According to the reputable NRC and other sources, two panels commemorating African American soldiers who fought against Nazi Germany in Europe during WW II have been removed without explanation.
One of the missing panels informed visitors on how African American soldiers fought both the German occupiers and racism within their own army in a segregated U.S. military, many of them tasked with digging graves.
The other plaque detailed the life of Technician 4th Class George H. Pruitt, an African American soldier who drowned trying to save a comrade’s life during a rescue attempt in 1945. He was 23 years old.
Thom Canters writes at de Volkskrant, “[t]his appears to be part of the Trump administration’s fight against everything it labels ‘woke,’” and recalls Pete Hegseth’s “removal of thousands of web articles containing stories and images about Black, Indigenous, gay, and female veterans.”
BNNVARA, a broadcasting association and network, has even stronger words.
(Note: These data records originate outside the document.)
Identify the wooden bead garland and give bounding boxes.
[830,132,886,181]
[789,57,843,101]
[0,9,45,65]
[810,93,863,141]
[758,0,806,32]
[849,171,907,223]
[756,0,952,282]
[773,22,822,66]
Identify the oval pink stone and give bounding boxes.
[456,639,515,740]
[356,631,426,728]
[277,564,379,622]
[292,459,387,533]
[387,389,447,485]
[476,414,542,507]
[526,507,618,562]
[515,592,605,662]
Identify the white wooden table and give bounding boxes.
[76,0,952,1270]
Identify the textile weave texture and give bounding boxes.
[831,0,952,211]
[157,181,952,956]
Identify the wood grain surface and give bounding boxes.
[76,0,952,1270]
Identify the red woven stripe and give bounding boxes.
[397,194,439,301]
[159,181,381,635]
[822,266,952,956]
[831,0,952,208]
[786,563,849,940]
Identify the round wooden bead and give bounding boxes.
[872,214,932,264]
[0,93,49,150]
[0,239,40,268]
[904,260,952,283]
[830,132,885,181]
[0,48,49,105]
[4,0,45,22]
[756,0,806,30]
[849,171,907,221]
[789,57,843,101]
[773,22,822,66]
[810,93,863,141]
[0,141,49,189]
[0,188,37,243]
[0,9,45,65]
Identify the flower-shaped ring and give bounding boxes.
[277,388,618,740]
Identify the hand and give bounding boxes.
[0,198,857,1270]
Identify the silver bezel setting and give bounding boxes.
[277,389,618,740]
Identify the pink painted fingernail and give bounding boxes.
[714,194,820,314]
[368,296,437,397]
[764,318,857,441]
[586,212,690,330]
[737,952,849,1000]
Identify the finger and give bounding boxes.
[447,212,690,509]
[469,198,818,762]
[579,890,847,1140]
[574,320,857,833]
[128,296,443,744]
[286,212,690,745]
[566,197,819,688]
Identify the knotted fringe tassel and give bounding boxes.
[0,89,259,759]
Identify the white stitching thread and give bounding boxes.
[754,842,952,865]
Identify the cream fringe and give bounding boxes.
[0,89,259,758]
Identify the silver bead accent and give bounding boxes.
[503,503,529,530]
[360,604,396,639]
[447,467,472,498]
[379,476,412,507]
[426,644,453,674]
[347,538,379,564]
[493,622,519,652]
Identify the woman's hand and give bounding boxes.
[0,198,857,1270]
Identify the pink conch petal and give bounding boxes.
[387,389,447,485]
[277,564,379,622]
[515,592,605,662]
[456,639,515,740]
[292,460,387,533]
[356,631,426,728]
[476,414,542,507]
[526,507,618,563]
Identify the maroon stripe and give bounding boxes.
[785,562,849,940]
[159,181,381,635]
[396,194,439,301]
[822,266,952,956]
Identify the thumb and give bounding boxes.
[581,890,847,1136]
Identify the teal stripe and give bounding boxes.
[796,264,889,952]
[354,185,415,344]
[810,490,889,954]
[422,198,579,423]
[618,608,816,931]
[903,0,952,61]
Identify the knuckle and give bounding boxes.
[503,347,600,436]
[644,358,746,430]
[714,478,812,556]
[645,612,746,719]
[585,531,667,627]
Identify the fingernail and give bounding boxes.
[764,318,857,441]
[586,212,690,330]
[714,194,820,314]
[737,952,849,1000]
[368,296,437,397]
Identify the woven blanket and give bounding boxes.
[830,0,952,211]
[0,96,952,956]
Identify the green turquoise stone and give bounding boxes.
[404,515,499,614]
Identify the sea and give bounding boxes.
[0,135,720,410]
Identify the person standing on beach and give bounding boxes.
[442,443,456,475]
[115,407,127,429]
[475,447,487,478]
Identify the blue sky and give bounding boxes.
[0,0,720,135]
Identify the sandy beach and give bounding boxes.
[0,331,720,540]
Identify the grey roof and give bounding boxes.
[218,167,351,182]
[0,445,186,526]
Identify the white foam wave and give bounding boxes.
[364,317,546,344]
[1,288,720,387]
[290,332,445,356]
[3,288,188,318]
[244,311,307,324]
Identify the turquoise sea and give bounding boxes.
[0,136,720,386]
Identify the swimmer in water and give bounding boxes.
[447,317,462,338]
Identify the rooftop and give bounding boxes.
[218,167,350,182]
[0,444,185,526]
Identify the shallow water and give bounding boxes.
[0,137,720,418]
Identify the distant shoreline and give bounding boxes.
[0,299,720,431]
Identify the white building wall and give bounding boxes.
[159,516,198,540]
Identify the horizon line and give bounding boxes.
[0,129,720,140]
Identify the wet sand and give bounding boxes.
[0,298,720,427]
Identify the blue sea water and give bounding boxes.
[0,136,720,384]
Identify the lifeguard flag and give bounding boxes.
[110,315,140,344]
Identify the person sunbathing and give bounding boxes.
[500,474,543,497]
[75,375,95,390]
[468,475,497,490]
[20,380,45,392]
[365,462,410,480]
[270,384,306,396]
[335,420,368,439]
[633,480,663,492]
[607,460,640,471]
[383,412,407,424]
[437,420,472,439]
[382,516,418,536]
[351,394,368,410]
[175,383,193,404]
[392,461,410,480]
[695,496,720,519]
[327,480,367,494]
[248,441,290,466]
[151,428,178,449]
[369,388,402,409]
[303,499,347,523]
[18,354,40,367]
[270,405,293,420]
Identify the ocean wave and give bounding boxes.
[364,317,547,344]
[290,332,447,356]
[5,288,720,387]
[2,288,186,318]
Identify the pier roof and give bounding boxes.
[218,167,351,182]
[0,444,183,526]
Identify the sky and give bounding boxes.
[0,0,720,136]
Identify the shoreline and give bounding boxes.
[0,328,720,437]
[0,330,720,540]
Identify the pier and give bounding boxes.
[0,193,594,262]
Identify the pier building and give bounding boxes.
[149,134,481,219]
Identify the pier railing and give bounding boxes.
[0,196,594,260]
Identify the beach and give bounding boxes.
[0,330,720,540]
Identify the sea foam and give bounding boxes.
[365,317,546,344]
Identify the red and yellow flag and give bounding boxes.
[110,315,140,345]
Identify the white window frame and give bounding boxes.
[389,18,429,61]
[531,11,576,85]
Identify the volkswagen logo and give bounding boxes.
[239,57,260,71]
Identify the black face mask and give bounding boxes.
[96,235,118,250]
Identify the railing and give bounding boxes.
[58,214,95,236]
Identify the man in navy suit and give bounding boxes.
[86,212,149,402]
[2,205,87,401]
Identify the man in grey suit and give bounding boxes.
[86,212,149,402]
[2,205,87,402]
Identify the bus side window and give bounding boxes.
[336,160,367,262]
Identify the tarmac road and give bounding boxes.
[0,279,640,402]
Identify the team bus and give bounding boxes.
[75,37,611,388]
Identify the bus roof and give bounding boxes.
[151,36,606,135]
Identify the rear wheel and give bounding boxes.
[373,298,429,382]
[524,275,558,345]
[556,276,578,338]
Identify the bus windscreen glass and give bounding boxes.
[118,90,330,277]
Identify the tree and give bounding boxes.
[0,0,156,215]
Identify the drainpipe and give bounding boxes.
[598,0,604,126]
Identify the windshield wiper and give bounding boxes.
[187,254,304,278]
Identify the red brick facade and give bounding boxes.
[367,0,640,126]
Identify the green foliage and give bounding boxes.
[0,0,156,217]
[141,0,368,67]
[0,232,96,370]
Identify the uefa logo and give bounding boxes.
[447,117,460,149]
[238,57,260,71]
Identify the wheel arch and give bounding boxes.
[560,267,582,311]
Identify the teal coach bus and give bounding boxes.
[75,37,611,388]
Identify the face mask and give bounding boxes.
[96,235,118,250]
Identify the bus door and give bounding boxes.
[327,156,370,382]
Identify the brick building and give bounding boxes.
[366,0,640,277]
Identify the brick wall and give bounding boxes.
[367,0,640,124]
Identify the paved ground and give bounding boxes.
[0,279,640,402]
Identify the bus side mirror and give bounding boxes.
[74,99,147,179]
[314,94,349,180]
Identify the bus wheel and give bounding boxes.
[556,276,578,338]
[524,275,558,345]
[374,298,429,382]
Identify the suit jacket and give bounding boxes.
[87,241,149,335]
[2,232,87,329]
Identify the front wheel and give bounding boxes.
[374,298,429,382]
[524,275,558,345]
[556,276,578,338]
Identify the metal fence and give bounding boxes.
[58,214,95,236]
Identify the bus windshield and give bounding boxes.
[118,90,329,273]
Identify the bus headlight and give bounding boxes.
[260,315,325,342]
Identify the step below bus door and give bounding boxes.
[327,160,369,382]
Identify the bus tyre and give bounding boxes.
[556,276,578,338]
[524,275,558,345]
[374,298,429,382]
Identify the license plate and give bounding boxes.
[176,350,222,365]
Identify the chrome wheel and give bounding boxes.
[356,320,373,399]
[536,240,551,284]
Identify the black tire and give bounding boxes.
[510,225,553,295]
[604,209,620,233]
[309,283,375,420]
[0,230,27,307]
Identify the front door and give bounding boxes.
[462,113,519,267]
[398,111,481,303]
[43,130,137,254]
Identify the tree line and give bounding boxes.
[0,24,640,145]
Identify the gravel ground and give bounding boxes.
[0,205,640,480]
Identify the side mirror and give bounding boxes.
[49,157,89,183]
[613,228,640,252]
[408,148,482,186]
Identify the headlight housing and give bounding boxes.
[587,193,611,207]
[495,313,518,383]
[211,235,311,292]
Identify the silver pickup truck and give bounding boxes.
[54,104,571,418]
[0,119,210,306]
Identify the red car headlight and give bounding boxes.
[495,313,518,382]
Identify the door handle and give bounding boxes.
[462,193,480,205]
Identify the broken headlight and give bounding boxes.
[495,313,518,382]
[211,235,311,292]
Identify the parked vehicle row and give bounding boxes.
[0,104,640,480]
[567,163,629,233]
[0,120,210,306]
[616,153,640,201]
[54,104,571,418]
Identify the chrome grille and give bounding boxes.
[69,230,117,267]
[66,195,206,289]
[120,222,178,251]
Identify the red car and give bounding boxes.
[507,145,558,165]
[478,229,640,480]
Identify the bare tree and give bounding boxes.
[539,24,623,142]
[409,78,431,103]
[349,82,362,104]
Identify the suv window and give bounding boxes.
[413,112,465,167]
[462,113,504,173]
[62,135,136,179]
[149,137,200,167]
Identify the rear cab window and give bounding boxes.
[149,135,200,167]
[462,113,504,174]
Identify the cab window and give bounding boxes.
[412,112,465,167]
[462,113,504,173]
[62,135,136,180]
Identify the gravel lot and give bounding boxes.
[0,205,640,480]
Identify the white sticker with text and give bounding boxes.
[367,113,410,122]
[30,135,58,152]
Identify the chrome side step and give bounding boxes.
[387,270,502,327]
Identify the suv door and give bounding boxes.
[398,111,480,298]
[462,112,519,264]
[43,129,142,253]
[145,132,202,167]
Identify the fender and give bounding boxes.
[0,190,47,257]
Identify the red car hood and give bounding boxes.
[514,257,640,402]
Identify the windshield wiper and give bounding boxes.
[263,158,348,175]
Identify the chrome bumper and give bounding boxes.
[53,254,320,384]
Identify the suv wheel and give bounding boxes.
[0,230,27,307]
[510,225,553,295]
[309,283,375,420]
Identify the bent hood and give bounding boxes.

Under the headline, “Racist Trump regime has information about Black WWII soldiers removed from Margraten,” it writes, “Researchers and advocacy groups point out that the intervention is part of the fascist Trump regime’s policy of rolling back all so-called diversity and inclusion initiatives. In practice, this means that Black people and women are being dismissed and erased from history by the regime.”
Newsweek is somewhat more circumspect:
The White House, under President Donald Trump, has cracked down on programs aimed at diversity and inclusion, an attitude echoed by Defense Secretary Pete Hegseth in his reshaping of the Pentagon and the U.S. military. Arlington National Cemetery in March removed references to the history of Black and female service members from its website, and the Pentagon in the same month restored a webpage celebrating U.S. Army Major General Charles Calvin Rogers, a recipient of the U.S. highest military honor and a Black Vietnam veteran, after an outcry at its removal.
The American Battle Monuments Commission (ABMC), which manages American war graves and monuments outside the US, offers no clear explanation for the removal except for noting that “[p]anels like the one about Pruitt were ‘designed to rotate regularly throughout the exhibition’s run, so that as many individual stories as possible are featured.’”
Theo Bovens, leader of the Christian Democratic Appeal (CDA) party in the Dutch Senate and chairman of Black Liberators in the Netherlands, told Newsweek “We hope that the panels will come back, because of the importance of the contribution of Afro-American soldiers to the liberation of the Netherlands.”
He plans to raise the issue of the panels’ removal with the new US ambassador to the Netherlands, Joe Popolo. “What remains at the visitor center exhibit is simply not enough attention for the Black liberators,” Bovens told NRC.